On October 24 2015, representatives from 21 Asian countries signed a memorandum of understanding to form a new Beijing-headquartered regional institution, the Asian Infrastructure Investment Bank (AIIB). The countries were: Vietnam, Uzbekistan, Sri Lanka, Thailand, Singapore, Qatar, the Philippines, Pakistan, Myanmar, Oman, Nepal, Bangladesh, Brunei, Mongolia, Malaysia, Laos, Kuwait, Kazakhstan, India, Cambodia, and China.
The AIIB is expected to have an initial authorized capital pool of $100 billion, of which $50 billion will be subscribed capital. Founding members will go back to their respective countries and ratify the treaty, and the bank will be formally established by the end of 2015.
Impact
The foundation of the AIIB is being viewed as a step towards China establishing a regime of international institutions to compete with the post-WWII order (World Bank, International Monetary Fund (IMF), and later the Asia Development Bank (ADB)) – institutions it had no say in forming. The push towards establishing new institutions seems to stem from the fact that the old ones show no sign of reforming to accommodate China’s added weight in international politics. Recall that in the wake of the 2009 global financial crisis, there were increased calls to scrap the informal agreement that sees the head of the IMF a European citizen and the head of the World Bank a US citizen. These calls ultimately fell on deaf ears, meaning that China is essentially being asked to submit to the sole authority of an international institution it has no real chance in reforming to better reflect its own interests. Herein lies the motivation for Beijing to forge ahead with its own institutional approach.
The Party has tried to downplay the idea that the AIIB will compete with the ADB and the World Bank. A People’s Daily editorial run soon after the signing of the memorandum argued that the AIIB would complement existing institutions and not compete with them, particularly because the existing regime does not overly focus on infrastructure development. In positive terms a new bout of region-wide infrastructure spending would be of obvious benefit in that it would link peripheral economies to Asia’s new economic hub in China.
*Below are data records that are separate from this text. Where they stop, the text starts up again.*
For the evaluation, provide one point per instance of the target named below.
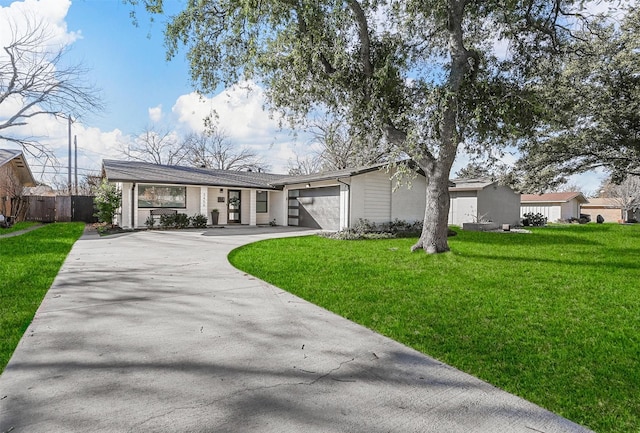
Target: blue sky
(141, 88)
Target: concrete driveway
(157, 332)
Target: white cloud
(155, 113)
(241, 114)
(51, 13)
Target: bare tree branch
(213, 149)
(34, 77)
(156, 145)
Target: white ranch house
(329, 201)
(555, 206)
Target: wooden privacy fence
(61, 208)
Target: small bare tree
(626, 194)
(156, 145)
(34, 79)
(12, 200)
(213, 149)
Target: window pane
(261, 201)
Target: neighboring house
(15, 175)
(609, 208)
(555, 206)
(483, 200)
(330, 201)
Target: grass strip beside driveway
(29, 263)
(551, 316)
(17, 227)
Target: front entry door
(234, 206)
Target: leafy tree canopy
(596, 110)
(422, 76)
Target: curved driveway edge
(156, 332)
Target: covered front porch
(234, 205)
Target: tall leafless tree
(36, 81)
(214, 149)
(12, 199)
(157, 145)
(626, 194)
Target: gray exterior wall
(500, 204)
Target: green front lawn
(552, 316)
(28, 265)
(16, 227)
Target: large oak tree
(596, 104)
(423, 76)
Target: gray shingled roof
(331, 175)
(19, 163)
(469, 184)
(7, 155)
(135, 171)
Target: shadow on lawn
(537, 238)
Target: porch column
(204, 200)
(252, 207)
(134, 206)
(345, 202)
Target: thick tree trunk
(436, 216)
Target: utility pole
(75, 164)
(69, 178)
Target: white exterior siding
(408, 202)
(277, 205)
(213, 203)
(500, 204)
(463, 207)
(371, 197)
(551, 211)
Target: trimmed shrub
(182, 221)
(150, 222)
(199, 221)
(168, 221)
(536, 220)
(365, 229)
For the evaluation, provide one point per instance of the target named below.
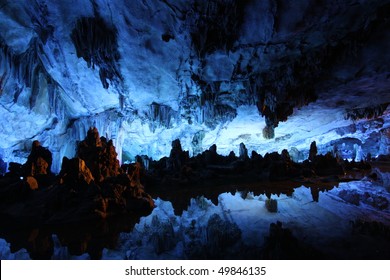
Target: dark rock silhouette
(89, 186)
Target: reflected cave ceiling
(272, 74)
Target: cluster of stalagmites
(210, 168)
(90, 185)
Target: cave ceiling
(272, 74)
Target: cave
(195, 129)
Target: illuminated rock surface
(148, 72)
(252, 77)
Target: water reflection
(92, 237)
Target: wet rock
(3, 167)
(15, 169)
(32, 183)
(75, 172)
(99, 155)
(243, 152)
(177, 157)
(312, 151)
(326, 165)
(39, 161)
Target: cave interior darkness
(195, 129)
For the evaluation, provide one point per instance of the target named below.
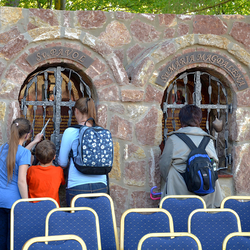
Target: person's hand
(38, 138)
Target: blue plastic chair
(28, 220)
(211, 226)
(184, 241)
(137, 222)
(180, 207)
(104, 207)
(237, 241)
(241, 205)
(64, 242)
(80, 221)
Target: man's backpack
(94, 151)
(200, 175)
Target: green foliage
(205, 7)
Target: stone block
(102, 115)
(5, 37)
(131, 95)
(148, 131)
(133, 151)
(135, 173)
(241, 168)
(2, 111)
(183, 29)
(15, 75)
(120, 196)
(142, 72)
(116, 34)
(121, 128)
(141, 199)
(103, 80)
(43, 17)
(133, 51)
(167, 19)
(169, 33)
(241, 33)
(136, 111)
(91, 19)
(13, 47)
(96, 68)
(117, 108)
(209, 25)
(153, 94)
(9, 16)
(109, 94)
(124, 15)
(116, 169)
(144, 32)
(214, 40)
(9, 90)
(118, 70)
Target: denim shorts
(85, 189)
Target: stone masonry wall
(129, 51)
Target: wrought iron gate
(59, 75)
(217, 101)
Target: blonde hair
(86, 106)
(18, 129)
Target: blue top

But fast forward to March 2015 and it’s the normative aspect of the AIIB that is making headlines. China has been negotiating with various Western powers to join the AIIB, and these efforts paid off in a big way last week when the Cameron government agreed to join as a founding member. The United Kingdom is the first Western country to do so, and it reportedly accepted the Chinese terms at face value without attempting to alter them, even as Australia and South Korea are currently negotiating for some assurances on environmental or good governance grounds before ascending to the bank. The Cameron government has consistently been eager to engage with Beijing, and this latest accommodation reflects a desire to make London a global hub for renminbi trading and Chinese investment.